Some workouts may not be ideal for your current health condition and potentially cause injuries for you if not done properly.
- Follow a balanced and nutritious diet: Ask your doctor about the Dietary Approaches to Stop Hypertension or DASH diet. This particular diet aims to aid in lowering blood pressure and low-density lipoprotein (AKA bad cholesterol) levels that may increase someone’s risk for hypertension.
Food options in the DASH diet are usually rich in potassium, calcium, and magnesium that are known to assist in maintaining ideal blood pressure levels. On the other hand, food with high amounts of sodium, saturated fat, and sugars is limited to prevent increases in blood pressure levels.
- Stop smoking: Nicotine found in cigarettes and cigarette smoke can have devastating effects on your body as it is known to increase blood pressure levels, whether among former or new smokers.
It has also been implicated in the narrowing of arteries, hardening of artery walls, and increasing risk for blood clots.
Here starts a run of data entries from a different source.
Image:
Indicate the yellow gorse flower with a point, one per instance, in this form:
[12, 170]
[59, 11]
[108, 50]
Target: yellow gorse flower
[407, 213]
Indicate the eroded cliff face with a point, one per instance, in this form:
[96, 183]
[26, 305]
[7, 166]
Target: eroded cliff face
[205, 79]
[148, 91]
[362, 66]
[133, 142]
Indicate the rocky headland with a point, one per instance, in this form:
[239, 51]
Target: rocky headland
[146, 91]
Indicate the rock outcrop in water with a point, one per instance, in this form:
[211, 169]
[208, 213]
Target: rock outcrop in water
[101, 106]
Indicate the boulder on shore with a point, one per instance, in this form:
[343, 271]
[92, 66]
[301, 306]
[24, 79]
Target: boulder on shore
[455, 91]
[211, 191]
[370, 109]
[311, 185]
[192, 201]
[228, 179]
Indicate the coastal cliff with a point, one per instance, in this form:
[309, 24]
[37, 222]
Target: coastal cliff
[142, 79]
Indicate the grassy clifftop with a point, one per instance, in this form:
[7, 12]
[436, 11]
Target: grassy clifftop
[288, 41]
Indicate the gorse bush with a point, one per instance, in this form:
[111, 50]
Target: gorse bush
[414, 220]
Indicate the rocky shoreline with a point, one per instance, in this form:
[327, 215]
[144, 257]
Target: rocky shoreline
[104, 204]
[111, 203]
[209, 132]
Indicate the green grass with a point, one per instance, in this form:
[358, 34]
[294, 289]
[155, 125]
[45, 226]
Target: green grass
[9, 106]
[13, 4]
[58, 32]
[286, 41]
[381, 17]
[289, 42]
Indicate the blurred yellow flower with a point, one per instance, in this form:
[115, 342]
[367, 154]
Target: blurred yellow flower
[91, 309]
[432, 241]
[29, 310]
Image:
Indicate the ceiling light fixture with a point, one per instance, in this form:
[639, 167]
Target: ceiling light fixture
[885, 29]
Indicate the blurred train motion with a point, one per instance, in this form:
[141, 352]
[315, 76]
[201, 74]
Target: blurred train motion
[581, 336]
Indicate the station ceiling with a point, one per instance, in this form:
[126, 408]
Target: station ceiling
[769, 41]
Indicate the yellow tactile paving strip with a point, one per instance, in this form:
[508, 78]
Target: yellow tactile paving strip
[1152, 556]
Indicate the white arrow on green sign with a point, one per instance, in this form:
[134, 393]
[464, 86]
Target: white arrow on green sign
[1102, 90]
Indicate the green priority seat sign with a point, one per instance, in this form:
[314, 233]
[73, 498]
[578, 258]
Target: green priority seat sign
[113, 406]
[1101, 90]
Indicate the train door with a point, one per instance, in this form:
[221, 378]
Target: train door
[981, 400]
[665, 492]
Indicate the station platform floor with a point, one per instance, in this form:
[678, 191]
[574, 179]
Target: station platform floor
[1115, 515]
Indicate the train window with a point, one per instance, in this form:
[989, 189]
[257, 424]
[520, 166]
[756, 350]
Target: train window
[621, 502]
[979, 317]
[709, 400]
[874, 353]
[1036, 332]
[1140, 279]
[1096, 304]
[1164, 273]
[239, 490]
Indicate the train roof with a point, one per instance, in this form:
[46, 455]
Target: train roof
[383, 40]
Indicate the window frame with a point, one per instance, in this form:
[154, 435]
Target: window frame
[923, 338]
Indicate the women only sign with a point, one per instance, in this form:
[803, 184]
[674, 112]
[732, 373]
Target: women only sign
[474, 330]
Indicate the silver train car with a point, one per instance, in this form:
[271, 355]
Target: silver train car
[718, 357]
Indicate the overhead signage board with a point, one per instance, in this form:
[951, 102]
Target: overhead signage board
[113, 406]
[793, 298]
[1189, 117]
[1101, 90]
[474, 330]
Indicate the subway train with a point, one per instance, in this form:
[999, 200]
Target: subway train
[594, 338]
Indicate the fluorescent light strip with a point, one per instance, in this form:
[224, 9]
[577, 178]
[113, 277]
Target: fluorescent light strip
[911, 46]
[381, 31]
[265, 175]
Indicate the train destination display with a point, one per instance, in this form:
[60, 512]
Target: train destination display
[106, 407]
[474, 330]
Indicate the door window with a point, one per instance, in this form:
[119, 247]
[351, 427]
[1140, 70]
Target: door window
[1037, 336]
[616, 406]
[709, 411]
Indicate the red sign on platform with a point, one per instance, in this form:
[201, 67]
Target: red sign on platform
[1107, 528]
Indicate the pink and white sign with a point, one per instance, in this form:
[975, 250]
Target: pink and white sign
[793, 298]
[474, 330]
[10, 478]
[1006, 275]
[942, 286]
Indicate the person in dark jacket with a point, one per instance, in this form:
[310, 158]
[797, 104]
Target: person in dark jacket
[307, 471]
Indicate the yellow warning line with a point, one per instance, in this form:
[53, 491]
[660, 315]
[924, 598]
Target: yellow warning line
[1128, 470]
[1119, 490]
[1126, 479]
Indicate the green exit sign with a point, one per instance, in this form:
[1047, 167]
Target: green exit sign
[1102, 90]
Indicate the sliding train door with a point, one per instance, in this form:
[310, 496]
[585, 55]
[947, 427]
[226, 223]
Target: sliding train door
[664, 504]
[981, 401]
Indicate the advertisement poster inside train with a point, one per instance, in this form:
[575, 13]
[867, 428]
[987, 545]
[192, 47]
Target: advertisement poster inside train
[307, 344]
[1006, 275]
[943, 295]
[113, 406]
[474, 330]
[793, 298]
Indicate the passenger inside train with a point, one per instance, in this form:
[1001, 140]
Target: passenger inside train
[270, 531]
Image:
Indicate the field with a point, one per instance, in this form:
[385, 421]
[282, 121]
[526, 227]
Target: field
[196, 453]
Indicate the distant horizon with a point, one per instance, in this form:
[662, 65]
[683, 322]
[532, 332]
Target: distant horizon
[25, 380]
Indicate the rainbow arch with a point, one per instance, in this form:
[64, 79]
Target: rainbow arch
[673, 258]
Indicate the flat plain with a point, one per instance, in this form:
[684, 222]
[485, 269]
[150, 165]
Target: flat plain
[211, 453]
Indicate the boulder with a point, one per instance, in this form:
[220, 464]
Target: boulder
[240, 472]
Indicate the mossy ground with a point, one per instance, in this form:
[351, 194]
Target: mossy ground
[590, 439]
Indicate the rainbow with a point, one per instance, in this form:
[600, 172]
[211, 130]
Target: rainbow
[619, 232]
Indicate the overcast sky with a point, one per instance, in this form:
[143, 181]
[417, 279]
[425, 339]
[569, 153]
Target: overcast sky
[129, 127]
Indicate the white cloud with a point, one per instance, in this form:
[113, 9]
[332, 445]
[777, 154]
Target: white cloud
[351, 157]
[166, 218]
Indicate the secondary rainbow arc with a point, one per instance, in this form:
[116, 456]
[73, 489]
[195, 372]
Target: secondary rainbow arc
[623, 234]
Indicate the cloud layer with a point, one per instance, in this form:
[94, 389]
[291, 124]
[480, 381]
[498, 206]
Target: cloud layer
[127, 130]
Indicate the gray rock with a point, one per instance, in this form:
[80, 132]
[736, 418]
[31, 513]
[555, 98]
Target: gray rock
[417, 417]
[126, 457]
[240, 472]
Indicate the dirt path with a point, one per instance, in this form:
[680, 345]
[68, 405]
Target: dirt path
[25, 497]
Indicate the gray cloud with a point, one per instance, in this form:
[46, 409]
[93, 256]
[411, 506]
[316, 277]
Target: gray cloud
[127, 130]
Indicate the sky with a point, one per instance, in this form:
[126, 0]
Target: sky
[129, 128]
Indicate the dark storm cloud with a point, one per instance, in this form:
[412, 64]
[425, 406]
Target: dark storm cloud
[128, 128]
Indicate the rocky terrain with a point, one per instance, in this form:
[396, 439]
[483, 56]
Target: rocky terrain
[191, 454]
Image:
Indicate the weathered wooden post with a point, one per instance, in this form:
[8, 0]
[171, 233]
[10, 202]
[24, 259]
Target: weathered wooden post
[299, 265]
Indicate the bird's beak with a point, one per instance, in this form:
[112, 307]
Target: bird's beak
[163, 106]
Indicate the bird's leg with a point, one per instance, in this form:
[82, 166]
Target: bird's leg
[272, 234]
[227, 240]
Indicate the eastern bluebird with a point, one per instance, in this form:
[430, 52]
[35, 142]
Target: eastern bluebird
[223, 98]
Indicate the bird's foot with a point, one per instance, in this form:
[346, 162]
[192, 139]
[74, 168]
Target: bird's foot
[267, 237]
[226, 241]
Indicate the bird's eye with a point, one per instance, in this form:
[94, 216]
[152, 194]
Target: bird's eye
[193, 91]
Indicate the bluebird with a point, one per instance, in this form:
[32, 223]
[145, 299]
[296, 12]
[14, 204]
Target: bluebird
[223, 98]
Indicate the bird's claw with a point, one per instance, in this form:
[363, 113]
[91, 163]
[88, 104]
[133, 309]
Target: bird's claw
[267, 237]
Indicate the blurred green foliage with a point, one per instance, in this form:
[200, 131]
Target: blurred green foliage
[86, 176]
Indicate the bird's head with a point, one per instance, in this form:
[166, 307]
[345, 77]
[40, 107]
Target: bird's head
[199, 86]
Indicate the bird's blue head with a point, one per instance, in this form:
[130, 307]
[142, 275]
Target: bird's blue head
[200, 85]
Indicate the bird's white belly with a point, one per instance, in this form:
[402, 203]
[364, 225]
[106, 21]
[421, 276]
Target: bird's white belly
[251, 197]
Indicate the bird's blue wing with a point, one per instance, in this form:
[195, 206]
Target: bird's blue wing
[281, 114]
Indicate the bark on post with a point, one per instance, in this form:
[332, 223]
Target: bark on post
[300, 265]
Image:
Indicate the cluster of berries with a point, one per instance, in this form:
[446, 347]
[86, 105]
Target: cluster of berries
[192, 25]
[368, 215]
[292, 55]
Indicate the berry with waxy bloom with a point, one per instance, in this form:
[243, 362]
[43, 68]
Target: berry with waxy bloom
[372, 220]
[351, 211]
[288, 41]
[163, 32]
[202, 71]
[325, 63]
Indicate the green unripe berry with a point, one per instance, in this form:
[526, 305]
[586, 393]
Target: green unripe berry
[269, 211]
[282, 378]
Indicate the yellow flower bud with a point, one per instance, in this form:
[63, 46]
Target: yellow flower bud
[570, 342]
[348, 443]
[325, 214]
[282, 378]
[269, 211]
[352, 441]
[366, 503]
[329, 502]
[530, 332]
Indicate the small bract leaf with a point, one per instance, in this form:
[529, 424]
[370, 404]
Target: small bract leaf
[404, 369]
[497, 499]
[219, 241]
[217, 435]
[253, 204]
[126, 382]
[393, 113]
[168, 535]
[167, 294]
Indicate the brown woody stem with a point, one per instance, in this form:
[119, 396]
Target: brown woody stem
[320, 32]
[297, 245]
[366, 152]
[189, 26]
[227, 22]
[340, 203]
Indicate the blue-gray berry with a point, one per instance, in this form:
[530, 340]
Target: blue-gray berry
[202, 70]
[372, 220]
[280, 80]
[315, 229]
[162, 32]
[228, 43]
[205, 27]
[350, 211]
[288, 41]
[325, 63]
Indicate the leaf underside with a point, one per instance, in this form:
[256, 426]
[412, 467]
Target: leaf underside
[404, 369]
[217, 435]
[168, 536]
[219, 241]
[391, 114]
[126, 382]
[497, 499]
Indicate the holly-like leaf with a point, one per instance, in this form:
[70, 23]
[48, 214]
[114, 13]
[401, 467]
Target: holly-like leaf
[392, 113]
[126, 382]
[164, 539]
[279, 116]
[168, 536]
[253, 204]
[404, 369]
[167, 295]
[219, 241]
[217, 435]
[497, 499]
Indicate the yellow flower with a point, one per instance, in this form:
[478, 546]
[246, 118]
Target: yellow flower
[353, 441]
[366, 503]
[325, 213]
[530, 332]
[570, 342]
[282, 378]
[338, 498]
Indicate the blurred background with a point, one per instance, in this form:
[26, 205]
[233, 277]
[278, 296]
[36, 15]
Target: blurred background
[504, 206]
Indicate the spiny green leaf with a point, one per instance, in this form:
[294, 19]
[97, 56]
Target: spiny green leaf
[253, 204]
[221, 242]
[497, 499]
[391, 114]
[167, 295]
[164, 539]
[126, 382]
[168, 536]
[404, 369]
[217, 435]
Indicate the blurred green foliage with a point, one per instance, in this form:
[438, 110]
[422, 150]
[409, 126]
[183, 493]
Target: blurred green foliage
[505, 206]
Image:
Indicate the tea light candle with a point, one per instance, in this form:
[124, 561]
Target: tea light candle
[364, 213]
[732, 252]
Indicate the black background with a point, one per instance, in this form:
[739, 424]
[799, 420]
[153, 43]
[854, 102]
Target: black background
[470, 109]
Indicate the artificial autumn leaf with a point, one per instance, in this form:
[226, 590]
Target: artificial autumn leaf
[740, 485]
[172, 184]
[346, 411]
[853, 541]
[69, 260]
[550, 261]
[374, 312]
Feel free to consult your doctor about strategies that can help you quit smoking for good.
- Limit alcohol intake: Increased alcohol consumption is said to raise the risk for blood pressure levels. Try to politely decline the next time you are offered a drink and strive to minimize alcohol consumption.
You are probably tired of the saying “Prevention is better than cure,” but this adage can be a gamechanger in preventing health problems like hypertension.
Lessen your family’s possible anxieties and worries regarding hypertension today with the help of these insights. If symptoms of hypertension still persist, consult your doctor.